Linear-Core Surrogates: Smooth Loss Functions with Linear Rates for Classification and Structured Prediction
For practitioners in classification and structured prediction, this resolves the trade-off between smoothness and linear consistency, offering faster training and better robustness to label noise.
The paper introduces Linear-Core (LC) Surrogates, a family of convex loss functions that achieve both smoothness and linear consistency bounds, enabling fast optimization and statistical efficiency. In structured prediction, this smoothness allows unbiased stochastic gradient estimation without quadratic complexity, yielding a 23× speedup over Structured SVMs on sequence tagging and 2.6% improvement over Cross-Entropy on noisy CIFAR-10.

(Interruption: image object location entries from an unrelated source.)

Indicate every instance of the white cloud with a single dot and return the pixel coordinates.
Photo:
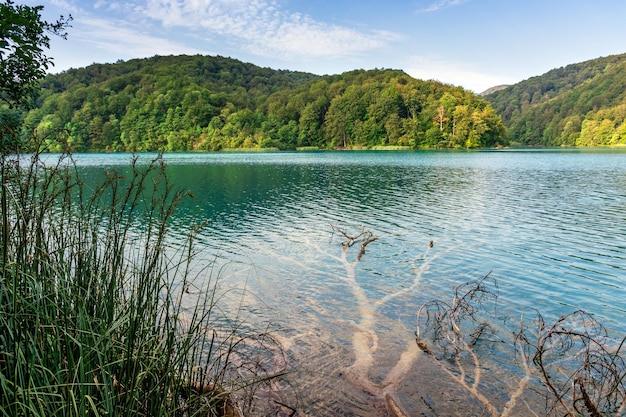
(263, 28)
(120, 39)
(467, 76)
(442, 4)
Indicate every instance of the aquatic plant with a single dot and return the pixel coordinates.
(101, 311)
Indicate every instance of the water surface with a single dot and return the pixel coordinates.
(549, 226)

The choice of loss function in classification involves a fundamental trade-off: smooth losses (like Cross-Entropy) enable fast optimization rates but yield slow square-root consistency bounds, while piecewise-linear losses (like Hinge) offer fast linear consistency rates but suffer from non-differentiability. We propose Linear-Core (LC) Surrogates, a new family of convex loss functions that resolve this tension by stitching a linear core to a smooth tail. We prove that these surrogates are differentiable everywhere while retaining strict linear $H$-consistency bounds, effectively combining the optimization benefits of smoothness with the statistical efficiency of margin-based losses. In the structured prediction setting, we show that this smoothness unlocks a massive computational and energy advantage: it allows for an unbiased stochastic gradient estimator that bypasses the quadratic complexity $O(|\mathscr{Y}|^2)$ of exact inference (e.g., Viterbi). Empirically, our method achieves a 23$\times$ speedup over Structured SVMs on large-vocabulary sequence tagging tasks and demonstrates superior robustness to instance-dependent label noise, outperforming Cross-Entropy by 2.6% on corrupted CIFAR-10.